Free jazz was also able to forward a relevant discussion for Free Improvisation: collective creation. Ornette Coleman, a recognized American composer and saxophonist, linked to the free jazz movement, discusses in an interview with the philosopher Jacques Derrida:
[…] the idea is that two or three people can have a conversation with sounds, without trying to dominate or lead. This means that you have to be… intelligent, I suppose that is the word. In improvised music I think musicians are trying to put back together an emotional or intellectual puzzle, in any case, a puzzle in which the instruments set the tone. (Coleman, 2004, p. 322, )
In Free Improvisation, musical creation proposals are given by the sounds produced by the improvisers themselves, in a flow of feedback of stimuli and intentions. Equally relevant to our formulations were the composers Cornelius Cardew and Vinko Globokar, who carried out experiments with groups of improvisers. Their works bequeathed relevant information regarding the modes of interaction between improvisers in a group. With the aim of disentangling themselves from personal clichés and turning to listening to the collective, in order to thus obtain a creative process carried out together, their experiences opened possibilities for creation to start from the collective rather than just from a single proposal, from a single person.
From these references, we intend not only to initiate our investigation but also to formulate our creative strategies. The characteristics of the music of our time, such as the simultaneity of events, complex rhythm, the emergence of timbres, particularized listening (reduced listening), are all present in Free Improvisation. We know that Free Improvisation is far from a simplistic spontaneity that reduces the discussion of its processes to the intimate field of personal desires.
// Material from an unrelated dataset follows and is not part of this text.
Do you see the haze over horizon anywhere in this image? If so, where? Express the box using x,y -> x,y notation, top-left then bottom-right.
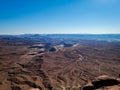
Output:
0,0 -> 120,34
It is up to us to investigate how it will be possible to understand this form of collective creation, in which the musician creators themselves are the proposers and executors. From this, we want to propose strategies that contribute to this creative action.
Improvisation thought of as a creative process becomes challenging for musical analysis. Since we will be treating it predominantly as a process that exists by and for itself, and ends in itself, there would be no sense in analyzing its product. Therefore, it would not be coherent to seek results through its product, but to initiate an investigation of its process. Thus, before anything else, it is necessary to take a position regarding how Free Improvisation will be treated from its creative process, since this form of observation can be determinant for the understanding and development of creative strategies.
Notes
[5] As an example, we can cite the recent visits to USP by the improvisers David Borgo, Alexandros Markeas, and Chefa Alonso; the Improvised Music Festival that took place at the end of 2011, promoted by the Centro Cultural São Paulo, which brought several international improvisers. Also, the various association websites on the internet, such as the International Society for Improvised Music, European Free Improvisation, and Critical Studies in Improvisation, which gather articles and information related to Free Improvisation.
[6] Here we refer to the book Free Improvisation: A Practical Guide by Thomas Hall, released in 2009 in Boston. The complete reference can be found in the References section of this work.
[7] Schaeffer’s last work, Bilude for tape and piano, dates from 1979. Its recording can currently be found on the INA-GRM label, in a compilation of Schaeffer’s works (last track of disc 3). It was performed by the Bulgarian pianist Minka Roustcheva. Schaeffer’s work is based on Prelude No. 2 in C minor, from Book 1 of J.S. Bach’s The Well-Tempered Clavier (BWV 847).